Sur sa première sortie solo, Policy manquait volontairement de hargne, contestant ainsi l’importance de l’engagement passionnel lors du processus créatif artistique, Will Butler a mené un effort sans réel enthousiasme, donnant l’impression qu’il était à bout de souffle malgré l’absence d’effort. Le résultat était un album enregistré en moins d’une semaine, où la musique, parfois brillamment composée, semblait se perdre sur la voix indécise de Butler.

L’improvisation et la nonchalance ont toujours été des traits de caractère explicites chez le cadet des Butler et l’absence d’effort est en quelque sorte ce qui constitue le processus créatif derrière Policy. La troisième chanson s’intitule d’ailleurs Finish What I Started où il chantonne amèrement : « I know what I want, what I wanted to say – but the words in my mouth, I just swallowed away ».

Au-dessus de Generations, son deuxième album studio, planait une question évidente : allons-nous avoir droit à un Will Butler volontaire et passionné, ou bien allons-nous avoir droit à un chanteur ayant l’esprit errant, perdu autour d’un feu de camp comme sur Policy ?

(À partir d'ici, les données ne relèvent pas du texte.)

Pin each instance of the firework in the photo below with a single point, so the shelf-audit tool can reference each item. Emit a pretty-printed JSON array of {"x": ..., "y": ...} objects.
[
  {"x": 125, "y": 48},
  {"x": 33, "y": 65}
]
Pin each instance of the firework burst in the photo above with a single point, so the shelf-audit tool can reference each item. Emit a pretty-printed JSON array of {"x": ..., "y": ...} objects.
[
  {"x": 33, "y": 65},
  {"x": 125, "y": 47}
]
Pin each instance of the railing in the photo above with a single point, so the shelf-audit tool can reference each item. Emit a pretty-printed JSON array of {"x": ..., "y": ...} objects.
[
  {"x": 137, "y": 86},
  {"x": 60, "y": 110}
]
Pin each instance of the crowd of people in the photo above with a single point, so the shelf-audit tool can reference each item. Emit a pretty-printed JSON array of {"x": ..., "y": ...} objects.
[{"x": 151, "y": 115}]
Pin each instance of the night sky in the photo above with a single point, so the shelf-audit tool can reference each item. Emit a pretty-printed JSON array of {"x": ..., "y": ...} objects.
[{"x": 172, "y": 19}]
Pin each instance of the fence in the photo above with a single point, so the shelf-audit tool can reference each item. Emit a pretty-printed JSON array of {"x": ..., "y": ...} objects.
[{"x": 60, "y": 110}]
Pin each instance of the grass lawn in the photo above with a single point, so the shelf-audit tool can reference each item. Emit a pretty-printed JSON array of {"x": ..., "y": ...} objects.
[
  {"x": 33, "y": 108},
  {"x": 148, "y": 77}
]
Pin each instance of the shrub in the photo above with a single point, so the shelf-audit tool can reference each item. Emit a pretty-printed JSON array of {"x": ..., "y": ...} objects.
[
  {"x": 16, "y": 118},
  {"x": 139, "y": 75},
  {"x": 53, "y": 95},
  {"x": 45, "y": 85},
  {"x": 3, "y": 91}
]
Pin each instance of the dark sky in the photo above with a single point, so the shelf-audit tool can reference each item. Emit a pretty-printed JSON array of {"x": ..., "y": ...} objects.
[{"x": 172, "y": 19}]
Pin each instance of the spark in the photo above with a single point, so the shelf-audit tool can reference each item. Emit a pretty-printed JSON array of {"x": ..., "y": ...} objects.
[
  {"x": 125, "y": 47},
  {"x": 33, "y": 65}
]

Volontaire et passionné sont les réponses à la précédente question. Comparativement à Policy, qui se voulait un ensemble de simples chansons qui ne s’entremêlaient que drôlement les unes avec les autres, Generations se veut davantage comme un roman, où les pistes, dotées d’une trame narrative, s’enchaînent de manière nettement plus fluide. Sur l’opus, Butler compose des mélodies progressives notamment à l’aide de divers synthétiseurs qui laissent à leur tour place à des mélodies déchaînées au piano, à des rythmes rapides à la batterie où la voix de Will, pratiquement identique à celle de son frère aîné, se laisse beaucoup plus aller librement. L’album se termine sur la magnifique pièce d’écriture qu’est Fine, où Butler vient à questionner sa place en tant qu’Être du présent en tentant de comprendre l’impact qu’ont eu les générations précédentes sur sa propre existence.

Will Butler n’arrive que très peu à se détacher du son qu’arbore déjà l’iconique groupe montréalais Arcade Fire, faisant de Generations, par moment une version bon marché du travail qu’ils accomplissent lorsque réunis en groupe.

Indéniable est l’effort derrière sa plus récente sortie et, si Will Butler nous prouve bien une chose, c’est qu’il laissera sa marque dans l’histoire par le sang de ses doigts et par la puissante franchise de sa voix.